THE ISSUE OF BEING APART
Everywhere I hear about long distance relationships it’s usually people being miserable, stressed out or worried. Missing the partner, anxious about where the relationship is going. Jealousy, distrust, frustration and so on. I rarely meet people who would describe their long distance relationship as balanced and themselves as happy in the current situation. The common assumption is if you really love the other person, you SHOULD be miserable about not being together.
A CHANGE OF PERSPECTIVE
SERIOUSLY. IT DOESN’T HAVE TO BE THAT WAY. You can be in a functional relationship, living apart from your partner AND be happy. All you have to do is change your perspective. I have been in a relationship for about 3,5 years. We have spent 3 of those years in long distance. We have been separated by multiple countries for 1,5 years and each of us living on the opposite side of Germany for the other past 1,5 years. We see each other about two weekends per month, 6 weeks of yearly leave and holidays. And that is fine. We have established a routine and mindset where the issue of being together and living apart is no longer an issue. Of course we would much rather be together but there is no need to be miserable about it. There are ways to look at it differently and discover a number of great advantages that will cheer you up immediately.
1. MAKING AN EFFORT VS. CONVENIENCE
If you are in a serious and functional long distance relationship then this thing between you definitely is for real. You will never be the couple who stays together for the convenience of the other person simply being there. You would not believe how many people date to just date, until someone better comes along. Why go through the trouble with someone you are not sure about? Because your relationship is inconvenient it means that you really want to be together, despite of all the difficulties that come with it. Look at it like a test for your relationship. If you manage to work through it, you know you have a great shot at staying together. If your relationship falls apart then maybe it is good you discovered that you don’t belong together. Either way, you will find out if you have what it takes.
2. INDEPENDENCE VS. COMFORT ZONES
How many people have forgotten the reason why they are still together? And how many of them keep avoiding a break-up out of fear and dependency? Sadly, more than you think. I believe it is much better to be alone than faking a happy relationship. Staying with someone, even though you know something about it feels wrong is terrible, for both parties. I have been in that situation. Luckily I realized it in time and escaped. A long distance relationship rules out any comfort zone and gives you a chance to reflect on your relationship objectively, and see it from a more real angle. You are forced to face your problems independently and be your own woman/man.
3. ROMANCE VS. ROUTINE
Let’s face it, living together changes a relationship drastically. Once you move in together, something irreversible happens and you can never go back. A part of the romance is forever lost. Sure, that is normal and an inevitable part of life.
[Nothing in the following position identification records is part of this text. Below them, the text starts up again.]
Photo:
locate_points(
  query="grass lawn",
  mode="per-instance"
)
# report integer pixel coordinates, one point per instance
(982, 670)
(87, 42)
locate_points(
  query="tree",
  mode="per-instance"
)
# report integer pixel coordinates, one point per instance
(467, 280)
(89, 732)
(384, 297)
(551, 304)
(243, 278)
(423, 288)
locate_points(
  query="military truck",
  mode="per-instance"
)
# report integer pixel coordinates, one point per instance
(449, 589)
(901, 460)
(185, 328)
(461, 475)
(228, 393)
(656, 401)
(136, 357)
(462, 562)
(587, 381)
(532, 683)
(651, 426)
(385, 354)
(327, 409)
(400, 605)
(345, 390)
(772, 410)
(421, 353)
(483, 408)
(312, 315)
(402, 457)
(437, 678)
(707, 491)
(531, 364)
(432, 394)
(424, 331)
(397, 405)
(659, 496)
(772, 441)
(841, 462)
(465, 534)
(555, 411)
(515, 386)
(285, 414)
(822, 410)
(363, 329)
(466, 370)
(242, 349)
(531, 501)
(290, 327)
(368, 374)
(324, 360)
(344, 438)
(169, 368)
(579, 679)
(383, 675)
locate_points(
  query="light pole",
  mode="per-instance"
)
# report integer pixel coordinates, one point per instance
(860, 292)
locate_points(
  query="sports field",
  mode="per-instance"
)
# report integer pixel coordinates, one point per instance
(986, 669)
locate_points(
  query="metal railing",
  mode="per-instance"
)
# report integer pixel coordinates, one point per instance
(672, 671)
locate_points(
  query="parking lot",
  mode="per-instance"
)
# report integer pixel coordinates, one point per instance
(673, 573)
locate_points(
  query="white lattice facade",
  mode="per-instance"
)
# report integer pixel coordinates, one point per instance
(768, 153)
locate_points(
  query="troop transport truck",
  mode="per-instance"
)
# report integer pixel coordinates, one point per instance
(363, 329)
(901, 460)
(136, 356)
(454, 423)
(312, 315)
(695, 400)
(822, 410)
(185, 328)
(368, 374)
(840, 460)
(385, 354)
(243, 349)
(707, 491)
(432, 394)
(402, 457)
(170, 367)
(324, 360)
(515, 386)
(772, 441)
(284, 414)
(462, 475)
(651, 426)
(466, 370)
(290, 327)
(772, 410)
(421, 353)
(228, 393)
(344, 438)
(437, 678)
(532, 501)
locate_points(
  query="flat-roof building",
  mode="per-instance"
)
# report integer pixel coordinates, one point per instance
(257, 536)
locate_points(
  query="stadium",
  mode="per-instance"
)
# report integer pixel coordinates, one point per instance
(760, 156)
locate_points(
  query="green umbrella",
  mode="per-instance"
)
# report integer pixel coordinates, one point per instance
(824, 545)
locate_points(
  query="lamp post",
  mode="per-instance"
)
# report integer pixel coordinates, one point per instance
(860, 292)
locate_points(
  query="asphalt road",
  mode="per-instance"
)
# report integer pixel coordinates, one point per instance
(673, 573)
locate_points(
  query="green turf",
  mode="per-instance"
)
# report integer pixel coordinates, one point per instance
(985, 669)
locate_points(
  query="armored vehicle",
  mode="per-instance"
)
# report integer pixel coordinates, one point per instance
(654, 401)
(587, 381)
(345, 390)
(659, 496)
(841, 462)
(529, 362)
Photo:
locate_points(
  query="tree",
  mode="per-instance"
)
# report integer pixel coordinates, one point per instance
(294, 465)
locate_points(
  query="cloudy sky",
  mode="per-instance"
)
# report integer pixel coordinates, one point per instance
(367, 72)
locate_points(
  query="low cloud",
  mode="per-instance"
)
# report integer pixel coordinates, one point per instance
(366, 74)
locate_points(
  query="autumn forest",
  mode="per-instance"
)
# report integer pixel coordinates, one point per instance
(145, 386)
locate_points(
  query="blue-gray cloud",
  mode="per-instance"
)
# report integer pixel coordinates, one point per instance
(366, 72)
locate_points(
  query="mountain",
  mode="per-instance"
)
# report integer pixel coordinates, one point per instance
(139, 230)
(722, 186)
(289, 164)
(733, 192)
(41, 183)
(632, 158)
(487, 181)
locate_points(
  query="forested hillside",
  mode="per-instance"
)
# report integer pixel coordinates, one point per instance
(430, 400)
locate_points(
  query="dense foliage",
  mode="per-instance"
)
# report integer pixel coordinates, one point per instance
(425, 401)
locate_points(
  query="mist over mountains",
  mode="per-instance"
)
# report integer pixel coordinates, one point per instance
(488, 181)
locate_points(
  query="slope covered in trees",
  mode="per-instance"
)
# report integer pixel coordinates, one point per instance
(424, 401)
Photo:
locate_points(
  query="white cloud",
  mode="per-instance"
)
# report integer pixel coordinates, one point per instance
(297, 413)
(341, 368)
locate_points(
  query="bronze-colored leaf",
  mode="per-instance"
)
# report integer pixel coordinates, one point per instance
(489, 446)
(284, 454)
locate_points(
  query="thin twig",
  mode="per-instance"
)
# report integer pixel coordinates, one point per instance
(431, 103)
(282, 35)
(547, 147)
So why not embrace this time of local separation as the most romantic period of your relationship? Meeting your lover in a strange city or country for a romantic get-away, what could be more amazing? Why not enjoy the “doing-your-own-thing-time” and keep the time with your partner as a special treat? I believe that separating the two worlds and making both of them a special occasion is a pretty awesome way to go.
Here is an example. During the week when I am by myself, I do the things I like to do on my personal alone time. I enjoy a nice bath and beauty time after work, doing a face mask and mani-pedi session, wearing my unflattering cozy slouch pant. I make a nice bowl of edamame and popcorn and watch 70s/80s New York movies, that he isn’t into. Carrie Bradshaw would call this my “SSB”. Secret Single Behaviour. Naturally, he has a SSB as well. He likes to start his saturday mornings off with an episode of Naruto anime, playing a match of volleyball, biking over to the turkish deli store and buying some meat for a lamb/Mansaf cook-out. We embrace our time apart and utilize it to our individual preferences. When we are together though, we are on a different routine. We are in “together-mode”. Naturally, we plan exciting outings like romantic mini-breaks to Prague and Stockholm and travels to exotic places. Hiking trips, spa nights, special or casual restaurant visits, cooking a fancy dinner, walking tours, etc. We do the things we enjoy doing together and make sure we make the most of our time.
Not constantly seeing the other person is not a bad thing. Distance makes the hearth grow fonder and keeps your time together special.
4. INDIVIDUALITY VS. COUPLE’S SYNDROME
When you spend a lot of the time apart from your partner, you naturally cultivate personal interests more intensively. There is time to pursue your career goals, hobbies and trying out new activities you have always been wondering about. You are forced to go out without your partner, meet new people and keep your social life active. You get to spend your time on broadening your horizon independently without compromising your time and interests with your partner. This freedom shouldn’t be taken for granted. You will never be in danger of becoming the person with that terrible couple’s syndrome who ditches their friends to spend 100% of their time with her/his boyfriend/girlfriend.
Taking all of that into account, long distance relationships are not the worst thing in the world. Don’t forget, you probably won’t be apart for ever. The trick lies in embracing its differences and becoming aware of the advantages. The most important thing is making plans together and spending the time you have the best way possible.